Your child will have several tests in their academic career. Helping them go into testing prepared will give them the confidence they need and reduce the dreaded test anxiety. When taking tests, nothing beats preparation. Putting spelling words, vocabulary, or other facts onto note cards or sticky notes and sticking them around the house is a convenient way to prepare for tests and get the material to sink into your child's brain. Not only do they practice the material when preparing the notes, they also see it as they go about their day. (The whole family can become experts on the French Revolution, or whatever else the student is studying.)

There are several strategies that can help your child when they are taking a test or find themselves "stuck" on an answer. When sitting down to a test, your child should employ a few methods to best use their time.

  • Always read all the directions - sometimes a teacher will put something in the directions that is critical for the test. (There are several variations of this exercise, but there are teachers that give out a test that says something like: "Put your name at the top of the page and turn to page 6. Write your favorite animal on the line at the bottom of the page and turn in this test." If the student is paying attention, she will skip all of the other work and get a perfect score.)

  • Do not spend too much time on one question; if you are stuck, mark it, skip it and go back at the end.
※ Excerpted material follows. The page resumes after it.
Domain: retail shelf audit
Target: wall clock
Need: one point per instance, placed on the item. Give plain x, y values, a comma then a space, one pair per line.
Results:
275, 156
  • Focus on the areas that have the heaviest weight for the final grade.

  • Always study, get enough sleep and eat a healthy meal for the day of a test.

In addition to these generalized tips and tricks, the different types of questions typically asked on a test have different tricks if you are stuck. Multiple choice are one of the more common types of tests, and if the test was prepared by the teacher, rather than randomly generated by a computer, there are several human tendencies that come out while writing the tests.

Multiple choice tricks & tips

Always answer in your mind before reading the possible answers. When you find a choice that matches your initial answer, mark it and move on. If you have skipped a question and are coming back to it and are going to guess, there are some smart ways to guess on multiple choice tests.

  • Teachers rarely put the same letter answer twice in a row. (2 B's, etc.)

  • If you see a list of numbers, pick one that is in the middle range.

  • None of the above is usually not a good guess.

  • If there are five possible answers, the correct answer is rarely "A."

  • The longest possible answer is often a good guess.

True and false tips and tricks

Since these types of questions are often a "warm up" and placed at the beginning of a test, these should be answered quickly, and with the best guess as you go. Mark any that you are unsure about and go back if you have time. These questions are rarely heavily weighted, so the student should not spend a lot of time doing them.

  • Look for any part of the statement to be false, since if any part is false, the entire statement is false.

  • If the words (all, never, always, must, etc.) are included in the statement, the best answer is usually false.

  • If the statement is more general with words like (some, most, usually, could or might), selecting true is usually the best option.

  • If the statement is exaggerated or complicated, it is probably false.